Biological application 1: Finding the origin of replication in bacterial genomes

First, let's start with a basic biological question: "Where is the origin of replication in a bacterial genome?". As a computer scientist, you are probably already lost, so a bit of background (that you would normally get from your biologist colleague or by searching the internet) is in order.

Bacterial replication

Bacterial genomes are typically circular, which means that each of the sister strands of DNA forms a circle, wrapped around the other sister strand as seen below. Note that the strands have opposite directions (in terms of the 5' to 3' orientation described in the introduction to biology chapter), something that will be important later in the chapter.

When a cell starts dividing, it needs to make a copy of its DNA. To do so, as discussed in the chapter introducing basic biological concepts, the cell must separate out the two sister strands and then synthesize, for each, a new strand that is complementary to the strand being copied. In bacteria, this process starts at a fixed location in the genome, a region of the genome named the origin of replication which is also known as oriC. The replication proceeds from oriC in the form of a "replication bubble" that separates out the strands and, at the same time, starts synthesizing the corresponding copies. The "forks" at the end of the bubble can be seen as traveling along the circular chromosome in opposite directions. By the time the forks meet at the other end of the chromosome, the cell will have constructed two separate copies of its chromosome, as shown below.

What are we looking for?

Now that you understand the process a bit better, the biological question posed above should make a bit more sense. You are given a string of letters that represents the DNA sequence of the genome of a bacterium, and you are being asked to find a particular region within it that represents the origin of replication. Still, however, you are not much closer to a problem that you can solve computationally. If you do not know what the sequence of oriC looks like, how can you find it in a string of DNA?

At this point, you need to think a bit more about what may give you some hints about what you are looking for. You know that there's only one such sequence in the genome. You also know that this sequence is somewhat special. After all, the bacterium can easily find it when trying to replicate its genome. You are looking for some kind of hidden message that the bacterium knows how to find in the genome. If you phrase it like this, you may be reminded of various puzzles you have solved in the past, where the key was to match the frequency of letters in the coded message with the frequency of letters in the English language. Now you have something you can actually code up.

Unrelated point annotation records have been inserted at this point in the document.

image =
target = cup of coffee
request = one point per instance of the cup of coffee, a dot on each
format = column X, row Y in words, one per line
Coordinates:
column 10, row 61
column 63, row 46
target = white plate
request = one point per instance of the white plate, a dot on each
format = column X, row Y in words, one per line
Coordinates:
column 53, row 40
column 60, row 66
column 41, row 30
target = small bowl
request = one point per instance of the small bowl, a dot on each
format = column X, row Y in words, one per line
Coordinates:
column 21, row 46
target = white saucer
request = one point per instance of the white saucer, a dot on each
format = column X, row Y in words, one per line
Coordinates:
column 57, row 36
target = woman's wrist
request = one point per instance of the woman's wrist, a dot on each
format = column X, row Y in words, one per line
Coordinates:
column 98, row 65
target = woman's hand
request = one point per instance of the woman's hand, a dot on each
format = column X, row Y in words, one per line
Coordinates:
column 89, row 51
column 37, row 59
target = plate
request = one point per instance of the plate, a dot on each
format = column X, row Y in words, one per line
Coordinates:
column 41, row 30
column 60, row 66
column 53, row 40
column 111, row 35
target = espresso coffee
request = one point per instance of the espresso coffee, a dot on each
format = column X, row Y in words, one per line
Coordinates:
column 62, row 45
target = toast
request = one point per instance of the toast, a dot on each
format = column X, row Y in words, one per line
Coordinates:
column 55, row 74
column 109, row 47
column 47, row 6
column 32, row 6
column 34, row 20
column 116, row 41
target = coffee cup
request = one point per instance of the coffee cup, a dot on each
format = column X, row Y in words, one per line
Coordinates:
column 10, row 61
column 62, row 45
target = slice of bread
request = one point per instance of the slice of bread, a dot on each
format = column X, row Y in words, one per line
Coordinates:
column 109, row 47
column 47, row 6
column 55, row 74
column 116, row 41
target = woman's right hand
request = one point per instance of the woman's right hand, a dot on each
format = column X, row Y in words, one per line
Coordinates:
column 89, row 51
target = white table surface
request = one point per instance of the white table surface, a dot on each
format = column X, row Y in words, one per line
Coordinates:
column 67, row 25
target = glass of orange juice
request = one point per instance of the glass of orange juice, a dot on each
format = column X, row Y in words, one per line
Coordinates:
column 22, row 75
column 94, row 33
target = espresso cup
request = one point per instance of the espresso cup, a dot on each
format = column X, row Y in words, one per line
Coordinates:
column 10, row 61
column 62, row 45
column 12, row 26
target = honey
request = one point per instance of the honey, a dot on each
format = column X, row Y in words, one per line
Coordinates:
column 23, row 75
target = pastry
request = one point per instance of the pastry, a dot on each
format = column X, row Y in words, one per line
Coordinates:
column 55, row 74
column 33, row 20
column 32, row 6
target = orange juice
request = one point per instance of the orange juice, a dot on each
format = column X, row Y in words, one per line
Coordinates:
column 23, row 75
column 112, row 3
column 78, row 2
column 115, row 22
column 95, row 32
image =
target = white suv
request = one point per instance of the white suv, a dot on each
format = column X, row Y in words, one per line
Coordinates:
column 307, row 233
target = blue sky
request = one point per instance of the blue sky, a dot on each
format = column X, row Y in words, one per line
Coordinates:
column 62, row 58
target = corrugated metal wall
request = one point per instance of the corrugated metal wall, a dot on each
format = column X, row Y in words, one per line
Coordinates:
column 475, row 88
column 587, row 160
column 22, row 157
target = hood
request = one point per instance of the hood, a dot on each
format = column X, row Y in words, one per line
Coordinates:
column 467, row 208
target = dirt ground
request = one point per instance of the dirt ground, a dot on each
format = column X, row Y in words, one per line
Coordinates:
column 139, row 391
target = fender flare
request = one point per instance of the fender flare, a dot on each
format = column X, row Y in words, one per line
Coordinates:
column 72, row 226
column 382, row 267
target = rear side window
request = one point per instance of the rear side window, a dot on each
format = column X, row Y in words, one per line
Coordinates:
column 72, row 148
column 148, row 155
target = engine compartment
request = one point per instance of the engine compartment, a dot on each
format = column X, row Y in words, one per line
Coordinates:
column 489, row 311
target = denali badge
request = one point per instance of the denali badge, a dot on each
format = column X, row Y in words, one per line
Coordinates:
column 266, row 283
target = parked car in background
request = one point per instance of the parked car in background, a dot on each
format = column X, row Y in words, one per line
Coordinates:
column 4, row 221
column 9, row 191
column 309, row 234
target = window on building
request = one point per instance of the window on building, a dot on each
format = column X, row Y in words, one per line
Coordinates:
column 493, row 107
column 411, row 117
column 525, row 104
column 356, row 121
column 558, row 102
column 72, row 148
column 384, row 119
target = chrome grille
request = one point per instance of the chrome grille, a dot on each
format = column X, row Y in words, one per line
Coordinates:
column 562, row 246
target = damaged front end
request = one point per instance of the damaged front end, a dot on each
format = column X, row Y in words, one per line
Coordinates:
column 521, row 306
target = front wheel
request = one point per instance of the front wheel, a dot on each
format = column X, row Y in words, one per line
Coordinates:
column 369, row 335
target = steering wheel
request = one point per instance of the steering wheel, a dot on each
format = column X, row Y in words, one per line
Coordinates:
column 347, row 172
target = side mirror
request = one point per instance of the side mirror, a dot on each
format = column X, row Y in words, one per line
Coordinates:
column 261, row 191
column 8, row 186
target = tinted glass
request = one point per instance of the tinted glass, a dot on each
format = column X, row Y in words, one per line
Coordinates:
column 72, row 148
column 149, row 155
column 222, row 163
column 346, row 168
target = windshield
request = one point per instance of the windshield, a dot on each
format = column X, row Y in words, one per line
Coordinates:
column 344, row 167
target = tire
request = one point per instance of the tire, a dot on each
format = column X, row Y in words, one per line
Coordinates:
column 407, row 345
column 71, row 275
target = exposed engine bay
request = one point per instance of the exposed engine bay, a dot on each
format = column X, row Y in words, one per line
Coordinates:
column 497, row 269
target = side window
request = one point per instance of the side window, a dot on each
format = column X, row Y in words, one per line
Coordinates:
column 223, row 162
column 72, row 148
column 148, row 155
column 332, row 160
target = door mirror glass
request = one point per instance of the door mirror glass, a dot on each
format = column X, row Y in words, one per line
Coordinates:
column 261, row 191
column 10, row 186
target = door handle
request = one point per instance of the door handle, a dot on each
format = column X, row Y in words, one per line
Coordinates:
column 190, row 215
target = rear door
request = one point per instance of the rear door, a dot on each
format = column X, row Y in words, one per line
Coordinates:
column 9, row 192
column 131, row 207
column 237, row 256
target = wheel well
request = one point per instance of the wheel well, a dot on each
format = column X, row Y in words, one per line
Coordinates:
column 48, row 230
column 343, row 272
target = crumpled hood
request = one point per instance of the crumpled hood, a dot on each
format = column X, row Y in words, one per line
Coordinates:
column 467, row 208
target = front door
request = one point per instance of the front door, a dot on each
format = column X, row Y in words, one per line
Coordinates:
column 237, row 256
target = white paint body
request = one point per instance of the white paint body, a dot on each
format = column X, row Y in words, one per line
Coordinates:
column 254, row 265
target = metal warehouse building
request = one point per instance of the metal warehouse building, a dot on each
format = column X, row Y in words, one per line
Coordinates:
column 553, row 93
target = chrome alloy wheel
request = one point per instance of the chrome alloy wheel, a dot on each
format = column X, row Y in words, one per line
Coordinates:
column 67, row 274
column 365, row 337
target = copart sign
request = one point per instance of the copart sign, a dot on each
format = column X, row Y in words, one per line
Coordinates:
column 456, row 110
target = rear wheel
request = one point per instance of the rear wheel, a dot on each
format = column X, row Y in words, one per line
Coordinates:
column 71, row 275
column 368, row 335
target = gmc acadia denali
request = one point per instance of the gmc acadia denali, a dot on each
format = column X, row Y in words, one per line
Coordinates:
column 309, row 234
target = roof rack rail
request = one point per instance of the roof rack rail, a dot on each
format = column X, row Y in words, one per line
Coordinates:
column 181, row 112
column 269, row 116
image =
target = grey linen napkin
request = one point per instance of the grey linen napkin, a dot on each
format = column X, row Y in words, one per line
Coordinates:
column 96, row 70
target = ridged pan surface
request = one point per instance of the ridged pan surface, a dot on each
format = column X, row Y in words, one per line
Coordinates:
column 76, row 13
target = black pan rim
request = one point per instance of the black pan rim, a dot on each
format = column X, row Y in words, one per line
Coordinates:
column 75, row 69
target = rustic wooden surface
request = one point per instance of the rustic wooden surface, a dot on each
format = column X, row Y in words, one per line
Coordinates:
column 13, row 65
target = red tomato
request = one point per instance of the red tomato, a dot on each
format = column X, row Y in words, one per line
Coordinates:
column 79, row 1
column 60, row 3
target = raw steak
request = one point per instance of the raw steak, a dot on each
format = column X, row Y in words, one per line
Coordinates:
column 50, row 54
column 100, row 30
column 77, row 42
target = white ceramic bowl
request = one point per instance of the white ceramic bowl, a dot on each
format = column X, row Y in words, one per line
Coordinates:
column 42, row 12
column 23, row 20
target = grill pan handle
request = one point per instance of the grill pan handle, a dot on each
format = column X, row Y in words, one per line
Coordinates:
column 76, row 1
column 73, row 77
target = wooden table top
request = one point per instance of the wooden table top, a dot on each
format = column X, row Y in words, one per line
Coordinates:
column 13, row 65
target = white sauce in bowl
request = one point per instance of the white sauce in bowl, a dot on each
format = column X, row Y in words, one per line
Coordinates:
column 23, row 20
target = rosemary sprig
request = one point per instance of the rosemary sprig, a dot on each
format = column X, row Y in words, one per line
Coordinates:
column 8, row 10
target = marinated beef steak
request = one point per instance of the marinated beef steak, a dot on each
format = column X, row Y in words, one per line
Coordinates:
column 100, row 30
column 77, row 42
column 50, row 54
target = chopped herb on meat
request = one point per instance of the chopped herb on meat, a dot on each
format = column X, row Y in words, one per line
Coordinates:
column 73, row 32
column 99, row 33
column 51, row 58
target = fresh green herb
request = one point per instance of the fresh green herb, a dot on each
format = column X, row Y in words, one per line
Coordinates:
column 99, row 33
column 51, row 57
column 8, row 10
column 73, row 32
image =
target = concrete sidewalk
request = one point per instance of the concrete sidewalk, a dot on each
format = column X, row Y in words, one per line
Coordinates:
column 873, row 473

Bacterial chromosomes are circular. The figure indicates the origin of replication as well as the direction of the sister strands.
Progression of the replication "bubble" from the origin of replication (marked by a line) to the terminus of replication. As the two replication forks proceed along the chromosomes (arrows in the left-most panel), the single strands are used as a template to create new strands (shown in magenta). At the end (right-most panel) the chromosome is fully copied into two identical copies.
Two concentric circles representing a double-stranded bacterial chromosome. The origin of replication (OriC) is highlighted at the top, and two arrows in opposite directions highlight the 5' to 3' orientation for each strand
A three-panel figure representing different stages of DNA replication. Left panel: early stage of DNA replication. A replication "bubble" starts at the origin of replication as the two original strands (shown as black circles) are separated, and complementary DNA (shown as magenta arcs) is synthesized at both replication forks for each strand of the original DNA. Middle panel: middle stage of DNA replication, which demonstrates how replication forks travel along the original circular chromosome in opposite directions. Right panel: the end of DNA replication. Both of the original strands have a complete complementary DNA strand, now represented as magenta circles.